È una dimensione in cui le cose accadono in modo totalmente controintuitivo. Se nella vita di tutti i giorni, nel lavoro o in una coda alla posta, siamo portati a pensare che il nostro vantaggio stia nell’imporci sul prossimo, la rete “premia” invece la collaborazione e l’amicizia ben più della competizione. Da qualche anno faccio corsi per gli psicologi che intendono aprire nel web uno spazio di informazione o di promozione della propria attività. Mi capita che mi rivolgano domande tipo: «ma se metto un link al sito del mio collega non rischio di fargli pubblicità?». Ci sono colleghi che citano altri professionisti, che li intervistano, che usano il proprio spazio web per instaurare una conversazione. E così non solo riempiono il proprio sito di contenuti interessanti, attirando attenzione su di sé, ma diventano i signori di Google. I motori di ricerca privilegiano i nodi interconnessi, e snobbano i binari morti. In rete non facciamo strategie di marketing: semplicemente, comunichiamo. E più comunichiamo, più siamo aperti e disponibili, più esistiamo.
Per concludere, pensare in termini di rete anziché di piramide ci induce a rivedere le metafore attraverso le quali siamo abituati a concettualizzare le nostre relazioni. Dove prima pensavamo a un “centro”, ora dobbiamo contemplare un numero infinito di “nodi” (la rete è multicentrica). Dove prima avevamo familiarità con il “trasmettere”, oggi pensiamo al “condividere”, che è meno lineare e più complesso.
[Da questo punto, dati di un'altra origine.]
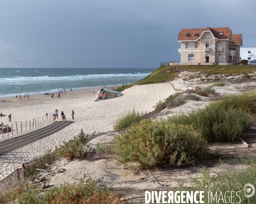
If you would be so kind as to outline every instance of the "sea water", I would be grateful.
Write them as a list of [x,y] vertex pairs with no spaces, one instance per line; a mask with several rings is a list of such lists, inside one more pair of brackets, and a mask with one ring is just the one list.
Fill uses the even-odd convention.
[[0,68],[0,98],[136,82],[149,68]]

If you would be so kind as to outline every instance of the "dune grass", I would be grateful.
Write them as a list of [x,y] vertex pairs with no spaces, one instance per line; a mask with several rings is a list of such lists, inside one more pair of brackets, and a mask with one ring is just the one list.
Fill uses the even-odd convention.
[[245,91],[241,94],[224,96],[219,102],[226,109],[229,108],[248,111],[251,114],[256,114],[256,89]]
[[212,85],[212,87],[213,86],[223,86],[225,85],[225,83],[223,82],[218,82],[217,83],[214,83]]
[[192,128],[165,121],[143,120],[113,142],[119,164],[132,162],[140,167],[163,163],[179,166],[194,164],[208,154],[207,142]]
[[171,124],[193,125],[207,141],[233,142],[243,138],[253,122],[245,110],[226,108],[222,102],[210,103],[205,108],[168,118]]
[[143,117],[143,113],[135,111],[134,109],[124,113],[117,118],[113,122],[114,130],[126,128],[132,124],[140,122]]

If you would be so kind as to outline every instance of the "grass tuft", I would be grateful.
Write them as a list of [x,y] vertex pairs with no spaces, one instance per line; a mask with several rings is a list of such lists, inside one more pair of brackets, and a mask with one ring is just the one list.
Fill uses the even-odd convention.
[[169,117],[170,124],[193,125],[207,141],[238,141],[243,138],[253,122],[245,111],[229,108],[217,101],[203,109],[192,111],[187,114],[176,114]]
[[166,121],[143,120],[115,137],[113,142],[119,164],[167,163],[179,166],[194,164],[208,154],[207,142],[192,127]]
[[224,86],[225,85],[225,83],[224,83],[224,82],[218,82],[217,83],[215,83],[214,84],[213,84],[212,85],[212,87],[213,87],[213,86]]
[[131,111],[129,110],[128,112],[122,113],[113,122],[114,129],[127,128],[133,124],[140,122],[142,120],[143,116],[143,113],[136,112],[134,109]]

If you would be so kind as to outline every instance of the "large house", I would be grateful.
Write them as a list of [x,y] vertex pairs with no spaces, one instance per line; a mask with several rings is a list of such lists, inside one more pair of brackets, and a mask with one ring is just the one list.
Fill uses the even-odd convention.
[[183,29],[178,42],[181,65],[238,64],[243,45],[242,34],[233,34],[227,27]]

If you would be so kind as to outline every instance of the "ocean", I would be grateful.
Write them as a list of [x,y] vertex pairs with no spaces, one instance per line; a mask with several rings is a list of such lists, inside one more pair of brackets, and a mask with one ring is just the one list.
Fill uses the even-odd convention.
[[130,84],[151,74],[149,68],[0,68],[0,98]]

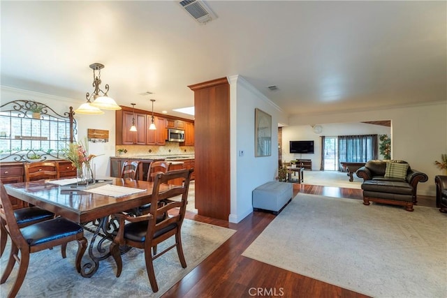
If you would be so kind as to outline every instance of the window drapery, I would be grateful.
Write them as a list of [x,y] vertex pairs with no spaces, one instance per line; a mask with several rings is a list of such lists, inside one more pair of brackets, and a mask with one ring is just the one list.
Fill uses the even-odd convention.
[[339,135],[339,161],[366,163],[377,159],[377,135]]

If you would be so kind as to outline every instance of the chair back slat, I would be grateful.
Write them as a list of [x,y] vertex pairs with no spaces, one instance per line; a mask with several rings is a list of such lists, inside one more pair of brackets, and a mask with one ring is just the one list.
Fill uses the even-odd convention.
[[[193,169],[177,170],[155,174],[150,209],[154,219],[149,221],[147,239],[152,239],[156,232],[172,224],[180,228],[188,203],[188,191],[193,171]],[[182,186],[171,185],[170,189],[160,191],[161,184],[170,184],[170,181],[179,178],[184,181]],[[163,216],[164,214],[168,216]],[[177,228],[166,234],[175,234]]]
[[[141,161],[126,161],[121,170],[121,178],[130,178],[135,180]],[[140,177],[141,180],[141,177]]]
[[169,171],[170,167],[170,163],[166,161],[152,161],[149,165],[147,181],[154,181],[154,177],[156,173],[166,173]]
Il modo in cui si sta riconfigurando la nostra idea di relazione di cura ci suggerisce di sostituire alle vecchie pratiche esperte qualcosa che assomigli di più a pratiche collaborative. E le nostre conoscenze dei modi in cui i sistemi si auto-organizzano spontaneamente ci suggeriscono — sempre più ci suggeriranno, nel campo delle organizzazioni — di pensare che oltre a quella gerarchica esiste una modalità eterarchica di distribuzione della responsabilità (von Foerster e Pörksen, 1998).
Grazie a tutti.

Bibliografia

  • Anderson H., Goolishian H. (1992), Il  cliente è l'esperto: il non sapere come approccio terapeutico, in Mc Namee, Gergen K. (1992), La terapia come costruzione sociale, Franco Angeli, Milano, 1998.
  • Barabási, A.-L. (2002), Link. La scienza delle reti. Einaudi, Torino, 2004.
  • Bateson, G. (1976), Verso un’ecologia della mente. Adelphi, Milano.
  • von Foerster, H. e Pörksen, B. (1998), La verità è l’invenzione di un bugiardo. Colloqui per scettici. Meltemi, Roma, 2001.
  • Giuliani, M. e Nascimbene, F. (2009), La terapia come ipertesto. Antigone Edizioni, Torino.
  • Giuliani, M. (2012), Il primo terremoto di Internet. L’Aquila: blog, social network, narrazioni del trauma nello show della “ricostruzione”. Su amazon.it.
  • Hoffman, L. (1990), “Constructing realities: An art of lenses”. In Family Process (29, 1-12). Trad. di Giuliani, M. e Valle, A. sul sito InfoSistemica.
  • Keeney, B. (1983), L’estetica del cambiamento. Astrolabio, Roma, 1985.
  • Lévy, P. (1994), L’intelligenza collettiva. Per un’antropologia del cyberspazio. Feltrinelli, Milano, 2002.
  • Livingstone, R. B. (1992), “Sviluppo del cervello umano”. In Hayward, J. W. e Varela, F. J., Ponti sottili. Conversazioni del Dalai Lama con i grandi scienziati dell’Occidente sulla natura e i poteri della mente. Neri Pozza Editore, Vicenza.